Inside Microsoft’s ‘Envisioning Lab’ for IT clients

REDMOND, Wash. – IT managers from large Canadian enterprises may be among the international set of customers Microsoft plans to host in a new facility within its corporate campus to showcase its research and proof-of-concept projects.

Dubbed the Envisioning Lab, the facility is situated inside the company’s executive briefing centre and will be open four days a week to prospective guests. Still under construction, Microsoft hopes to have it completed within the next four weeks in order to host a formal launch event in May (The area is still so secret that Microsoft refused to allow ComputerWorld Canada to videotape any footage of the premises).

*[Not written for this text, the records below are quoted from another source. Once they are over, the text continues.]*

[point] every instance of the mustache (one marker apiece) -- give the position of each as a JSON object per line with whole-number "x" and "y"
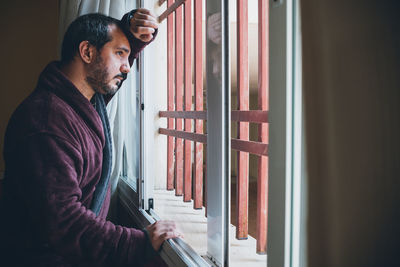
{"x": 122, "y": 75}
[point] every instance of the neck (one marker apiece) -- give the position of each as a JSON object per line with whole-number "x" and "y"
{"x": 76, "y": 73}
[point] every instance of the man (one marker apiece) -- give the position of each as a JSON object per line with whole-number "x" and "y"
{"x": 57, "y": 155}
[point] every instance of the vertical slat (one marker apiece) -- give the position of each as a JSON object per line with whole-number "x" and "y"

The Envisioning Lab is being developed and led by the group responsible for experimenting and researching future versions of Microsoft’s Office products.

According to Ian Sands, Microsoft Corp.’s senior director of envisioning, the lab will welcome multiple customers each week, some of which may send traditional IT staff or in some cases strategic business executives, or a combination of the two. Although Microsoft will extend invitations, a visit to the lab might also come from a discussion from a customer about their needs with another part of the organization.

“I think we’ll see that this is a place where, in some cases, they’ll come to get some answers,” he said. “They may be in the midst of something they’re working on and they want to see where we’re going and how we’ll be able to contribute to their success.”

The Envisioning Lab builds off a video released by Microsoft last year which some bloggers dubbed “Vision 2019,” a long-term look at how touch, gestures, speech and scanning could become a more common way for users to interact with technology. The clip showed a variety of scenarios in which people scribbled on “air screens,” used airplane boarding passes as personal computers and were directed to their destination by smart floor tiles which lit up with arrows. Microsoft refers to these input options as a “natural user interface.”

The touch wall

Visitors to the Envisioning Lab will enter a long foyer with a row of about a dozen white chairs on the left side facing a black wall. When activated, however, the “touch wall” turns out to be composed to 12 display cubes which can be activated by a smart pen or a human hand. “Welcome (company name),” one screen said, while statistics about various aspects of IT management floated around in large and small font. “Eighty per cent of all enterprise IT departments have plans to try the cloud,” said one. “Only nine per cent of Russian workers are information workers,” said another. The touch wall can also show videos and colour slide-type information.

The foyer area becomes a space for introductory remarks about Microsoft’s vision of the natural user interface, which comprises three pillars. These include technology manipulated by expressions which are natural and intuitive to the user, connections to information which are seamless and secure, and insights which are contextual and anticipative, said Sands. This approach not only reflects the way people want to be able to work with technology and information, but the way people are beginning to approach content.

“We’re going to see less of being an author and more of being an orchestrator,” he predicted, adding that gesture and touch controls will mark an evolution from the cutting and pasting that happens in a lot of Office products today. “There will be a lot of remixing going on.”

Once past the foyer, guests will enter a white-walled room with a series of stations set up around poles which run ceiling to floor. Displays are fixed to these along with keyboards or other touch-sensitive consoles. They offer information about projects or products around mobility, cloud computing or the use of the natural user interface. One of the stations most likely to prove popular is a demo station of Microsoft’s Natal project, which uses a heat-sensitive camera to identify the person standing in front of a screen and allows that user to move objects on the screen simply by moving their arms.

The final area of the lab is a discussion lounge with comfortable white sofas and chairs organized around a coffee table that looks like a big piece of bark. The rear wall of the lounge is a contrast to the stark white of the rest of the room: it houses an enormous tapestry of leafy green foliage, underneath which are embedded sensors which monitor its health.

Although Microsoft will use the Envisioning Lab to demonstrate its ideas of the future, Sands said the facility will also function as a way of better understanding the needs of its customers. “We’ll be capturing a lot those details in this place,” he said.